Behavioral biometrics become more dependable the longer they can track our behavior and find patterns. Like big data analytics that rely on constant data collection, behavioral biometrics can easily spill into questionable areas outside of identity verification. For instance, a behavioral biometrics solution that uses typing or texting pattern data on individuals might see pattern shifts by a user every Thursday, Friday, and Saturday night. When cross referenced with data purchased from a third-party finance app that knows the same individual’s payment card spending habits at the local bar, suddenly you can see the value of behavioral biometrics to the liquor, beer, and wine industry. Perhaps the extrapolated marketing use points to a heavy drinker in a desirable economic demographic or with a preferred liquor brand. But on the other side, your life insurance company or health insurance company may be interested in that information for very different reasons.

Geolocation based behavioral biometric patterns can reveal exercise regimens (how often and how much time you spend at the gym) or work schedules (how much time you spend at the office) or when and where you go to the doctor or pick up your kids. Behavioral biometrics can become a passive watcher that triggers a flag when it recognizes a break in the usual pattern, similar to the expert systems that flag credit card fraud. It could be a powerful tool to root out identity thieves. The dark side of this approach is the potential misuse of its data collection by everyone from insurance companies to divorce lawyers.
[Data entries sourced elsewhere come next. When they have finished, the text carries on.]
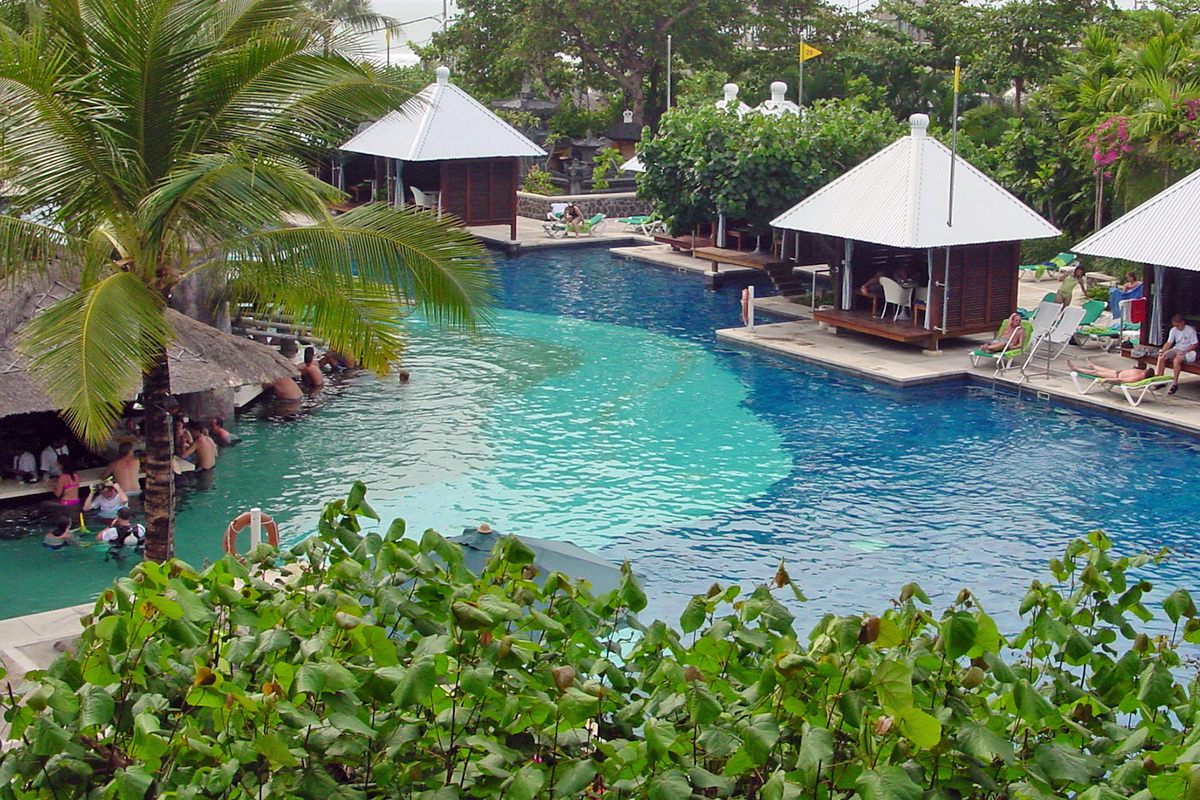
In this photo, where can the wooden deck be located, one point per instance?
(725, 256)
(907, 331)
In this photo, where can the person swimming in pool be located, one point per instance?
(59, 535)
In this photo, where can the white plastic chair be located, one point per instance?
(427, 199)
(894, 295)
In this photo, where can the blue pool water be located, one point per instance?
(600, 409)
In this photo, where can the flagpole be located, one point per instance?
(954, 140)
(801, 96)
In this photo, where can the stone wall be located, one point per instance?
(613, 204)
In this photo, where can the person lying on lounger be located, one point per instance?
(1131, 376)
(1009, 338)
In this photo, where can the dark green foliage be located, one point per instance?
(706, 161)
(390, 672)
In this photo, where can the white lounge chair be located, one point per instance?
(1134, 392)
(426, 199)
(894, 295)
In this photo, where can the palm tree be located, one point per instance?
(161, 136)
(331, 16)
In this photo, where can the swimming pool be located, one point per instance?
(600, 409)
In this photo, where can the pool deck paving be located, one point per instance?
(33, 642)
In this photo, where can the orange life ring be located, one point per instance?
(241, 523)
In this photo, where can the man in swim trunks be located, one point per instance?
(125, 468)
(107, 500)
(204, 449)
(1131, 376)
(1181, 348)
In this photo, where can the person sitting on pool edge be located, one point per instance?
(59, 535)
(203, 451)
(106, 499)
(573, 218)
(1181, 348)
(1012, 337)
(1131, 376)
(310, 371)
(123, 533)
(66, 485)
(126, 468)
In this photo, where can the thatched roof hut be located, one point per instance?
(202, 358)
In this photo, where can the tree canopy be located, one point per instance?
(161, 138)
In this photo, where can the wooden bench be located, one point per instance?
(684, 242)
(717, 256)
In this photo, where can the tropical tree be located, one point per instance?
(160, 136)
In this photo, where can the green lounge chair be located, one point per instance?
(1060, 262)
(645, 224)
(1134, 392)
(588, 227)
(1003, 359)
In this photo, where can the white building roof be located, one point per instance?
(442, 122)
(900, 197)
(1161, 230)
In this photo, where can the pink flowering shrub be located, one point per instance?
(1109, 143)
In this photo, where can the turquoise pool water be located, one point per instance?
(600, 410)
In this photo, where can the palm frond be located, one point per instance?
(222, 196)
(432, 263)
(28, 246)
(90, 350)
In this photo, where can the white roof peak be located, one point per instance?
(442, 122)
(900, 197)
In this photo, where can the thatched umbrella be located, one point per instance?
(201, 358)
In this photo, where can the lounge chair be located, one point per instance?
(588, 227)
(1059, 263)
(1057, 336)
(647, 226)
(1134, 392)
(1003, 359)
(894, 295)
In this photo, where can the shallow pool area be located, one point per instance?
(599, 409)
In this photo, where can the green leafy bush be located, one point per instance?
(385, 669)
(707, 161)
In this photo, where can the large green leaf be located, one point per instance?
(887, 783)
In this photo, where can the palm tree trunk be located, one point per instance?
(159, 500)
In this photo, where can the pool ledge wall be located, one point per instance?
(898, 365)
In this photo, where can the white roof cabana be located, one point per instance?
(456, 154)
(1161, 233)
(894, 212)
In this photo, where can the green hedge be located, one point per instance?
(389, 671)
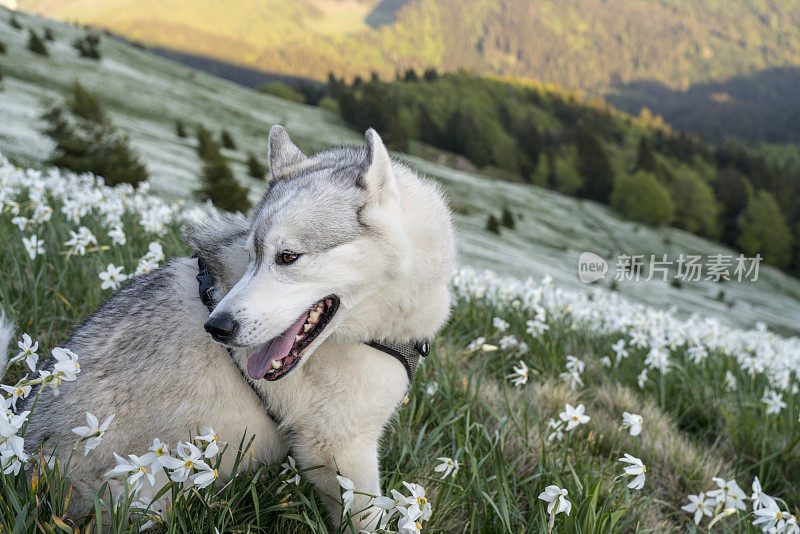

And that is the crux of the problem: If we as a society really want to encourage greater identification and authentication capabilities from government and private industry, then government and industry will have to leverage more and more consumer-facing technology while creating trust among consumers. Individuals need to trust that the same verification data they use to authenticate with their bank won’t also be shared with third parties looking for specific and marketable data.

Unfortunately, it would be naïve to believe that a self-regulating approach to these types of data collection behaviors will work. The information to be gained from a marketer’s perspective is just too juicy. The only way to ensure that businesses and government, as well as the public they serve, can move to the next stage in identification and security is to legislate restrictive uses of these types of authentication data and the information gleaned from it. While general consensus under privacy regimes in North America and Europe is that biometric data is personal information, the restrictive use of that data under both current and pending regulations is opaque at best.

The Equifax data breach was a turning point in the country’s personal identification system. In a global market where 144 million unique U.S. Social Security numbers have been released into the wild, the time to integrate added security into our identity verification regime is upon us. However, doing so requires a careful consideration of the downstream consequences and unintended uses of new technologies like biometrics.

Remember our old friend the Social Security number? At 80+ years old, what was originally intended as a simple means to identify Social Security beneficiaries morphed into an identifier for creditworthiness, state and federal income tax payment, a Medicare identifier and more. To expect that new forms of identification and verification won’t also be co-opted in unintended ways would be foolish at best and dangerous at worst.

Let’s take a wiser route this time. By combining biometric security with strong privacy protections, we’ll take a significant step beyond King Henry V’s first English passport at last.